C’est l’action privilégiée en ce moment. Comme personne n’est d’accord sur ce qu’il faut faire et ce qui est possible de faire, les dirigeants politiques font « durer le plaisir ». Cela peut sans doute tenir quelques mois encore mais tôt ou tard, on risque de se retrouver pied au mur.

2.     Le Fédéralisme

L'Euro en tant que monnaie est incomplète: une solution à la crise de l’Euro, serait justement plus d’Europe. Une Europe avec des liens plus forts, plus solidaires,…Une sorte de fédération des Etats Européens Unis.
Les modalités seraient à définir : un Gouvernement Economique Européen, une BCE aux missions élargies, une garantie solidaire des dettes européennes,…
Les barrières sont très nombreuses à un tel scénario : les Etats n’ont pas vraiment envie d’abandonner leur souveraineté, les fourmis veulent sanctionner et encore moins contribuer pour les cigales, la démondialisation séduit les individus, les extrémismes montent,…Et surtout la peur que cette solution ne fonctionne pas et entraînerait tous les autres !

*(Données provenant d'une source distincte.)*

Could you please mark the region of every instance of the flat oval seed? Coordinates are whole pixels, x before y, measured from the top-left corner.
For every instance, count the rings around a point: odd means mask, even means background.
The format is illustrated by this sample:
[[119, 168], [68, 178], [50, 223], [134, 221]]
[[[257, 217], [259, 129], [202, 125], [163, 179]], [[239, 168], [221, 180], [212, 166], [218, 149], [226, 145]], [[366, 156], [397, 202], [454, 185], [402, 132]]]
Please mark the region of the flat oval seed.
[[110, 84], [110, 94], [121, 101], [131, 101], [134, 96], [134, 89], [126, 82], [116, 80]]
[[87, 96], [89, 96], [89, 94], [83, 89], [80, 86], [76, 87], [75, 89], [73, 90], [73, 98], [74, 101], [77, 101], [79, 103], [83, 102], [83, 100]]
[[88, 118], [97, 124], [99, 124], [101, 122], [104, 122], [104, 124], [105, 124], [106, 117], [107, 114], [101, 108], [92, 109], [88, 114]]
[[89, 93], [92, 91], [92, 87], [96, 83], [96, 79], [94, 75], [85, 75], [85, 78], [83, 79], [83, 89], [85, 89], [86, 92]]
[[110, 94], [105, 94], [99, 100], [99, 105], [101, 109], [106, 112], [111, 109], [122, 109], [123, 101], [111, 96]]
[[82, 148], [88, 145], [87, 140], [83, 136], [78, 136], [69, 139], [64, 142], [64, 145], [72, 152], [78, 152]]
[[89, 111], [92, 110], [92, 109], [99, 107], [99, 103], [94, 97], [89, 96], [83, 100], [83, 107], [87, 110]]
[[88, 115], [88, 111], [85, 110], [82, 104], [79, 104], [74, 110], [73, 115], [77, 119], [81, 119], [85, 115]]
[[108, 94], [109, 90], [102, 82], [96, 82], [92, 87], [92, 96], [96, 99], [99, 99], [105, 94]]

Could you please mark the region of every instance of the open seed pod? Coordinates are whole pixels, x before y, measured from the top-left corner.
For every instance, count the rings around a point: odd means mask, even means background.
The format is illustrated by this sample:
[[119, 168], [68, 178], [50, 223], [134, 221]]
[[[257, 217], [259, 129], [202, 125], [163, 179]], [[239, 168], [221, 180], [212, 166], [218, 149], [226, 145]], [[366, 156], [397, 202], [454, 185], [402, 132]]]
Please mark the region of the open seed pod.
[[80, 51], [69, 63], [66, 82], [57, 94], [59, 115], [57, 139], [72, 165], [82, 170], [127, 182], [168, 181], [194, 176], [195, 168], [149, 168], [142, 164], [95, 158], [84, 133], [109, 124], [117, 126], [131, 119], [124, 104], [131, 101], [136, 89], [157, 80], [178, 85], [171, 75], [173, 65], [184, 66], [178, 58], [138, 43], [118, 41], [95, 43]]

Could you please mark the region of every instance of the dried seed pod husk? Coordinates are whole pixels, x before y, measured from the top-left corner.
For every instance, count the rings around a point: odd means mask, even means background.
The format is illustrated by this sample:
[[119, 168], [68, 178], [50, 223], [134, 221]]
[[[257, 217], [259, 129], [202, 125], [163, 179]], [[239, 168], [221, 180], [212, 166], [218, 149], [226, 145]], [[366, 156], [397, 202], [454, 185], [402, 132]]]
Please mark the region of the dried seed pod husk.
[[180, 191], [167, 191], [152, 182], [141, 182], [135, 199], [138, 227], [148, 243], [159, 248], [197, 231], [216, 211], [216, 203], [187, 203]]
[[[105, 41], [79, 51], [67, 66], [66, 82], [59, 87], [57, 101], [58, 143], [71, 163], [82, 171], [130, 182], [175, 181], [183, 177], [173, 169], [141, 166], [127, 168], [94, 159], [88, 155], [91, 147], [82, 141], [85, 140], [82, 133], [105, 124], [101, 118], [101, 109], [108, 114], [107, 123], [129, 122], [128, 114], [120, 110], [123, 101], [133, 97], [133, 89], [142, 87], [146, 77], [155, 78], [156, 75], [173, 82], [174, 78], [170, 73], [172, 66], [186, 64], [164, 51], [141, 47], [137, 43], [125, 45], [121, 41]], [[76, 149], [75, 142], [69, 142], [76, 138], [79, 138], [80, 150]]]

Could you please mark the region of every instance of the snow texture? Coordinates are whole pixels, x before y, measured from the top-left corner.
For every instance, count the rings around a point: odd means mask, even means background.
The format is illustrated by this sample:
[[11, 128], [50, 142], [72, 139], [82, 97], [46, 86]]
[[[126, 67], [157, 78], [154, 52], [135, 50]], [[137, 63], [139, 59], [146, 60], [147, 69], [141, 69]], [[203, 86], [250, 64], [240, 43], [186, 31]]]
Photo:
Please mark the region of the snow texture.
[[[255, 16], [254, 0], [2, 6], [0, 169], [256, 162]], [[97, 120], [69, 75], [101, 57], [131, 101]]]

3.     Le Retour aux Monnaies Nationales

Le retour aux monnaies nationales impliquerait renouement avec les difficultés entre devises.
Avec l'euro, seules des cures d'austérité sur les populations permettent d'obtenir un avantage compétitif : regardez l'Allemagne et ses coupes dans les années 2000 en matière de protection sociale appauvrissant les salariés mais améliorant son cout du travail vis à vis des européens. Le retour aux francs et aux monnaies nationales, c'est le retour des dévaluations compétitives et des crises type 1993.

Le retour au Franc, c'est automatiquement des taux d'intérêt plus élevés: l'argent pour investir devient plus cher vis à vis de l'Allemagne en particulier avec les conséquences qui en découleront sur le dynamisme du pays. 

C'est un retour à une France seule au milieu des grands pays de ce monde.

La dette resterait soit libellée en euros avec des conséquences catastrophiques sur le coût de la dette et sur les ménages (cout des importations dont le pétrole qui serait démultiplié) soit libellé en Euro-Francs à des taux impossibles. La France hormis quelques niches telles que l'aérospatial n'y gagneraient pas tant que ça au niveau des exportations.
Voilà pour les conséquences.

Sur les modalités, rien n'est prévu dans la constitution de l'UE. Tout reste à créer.
Il y aurait tout un processus démocratique plutôt long et complexe avant de recréer les pièces et billets, reconfigurer les caisses, guichets, ordinateurs, logiciels, comptabilités,...

A voir aussi comment gérer le changement de monnaie car tous les épargnants seraient tentés de retirer l'intégralité de leurs économies pour les mettre à l'étranger avant dévaluation.

Et puis comment se financeront des pays si les financements extérieurs aux Etats se raréfient.

"Certaines entreprises opérant au niveau international indiquent qu’une implosion de l’euro serait une mauvaise nouvelle mais pas une catastrophe", indiquait un célèbre quotidien britannique. De nombreuses grandes entreprises se sont préparées à ce scénario.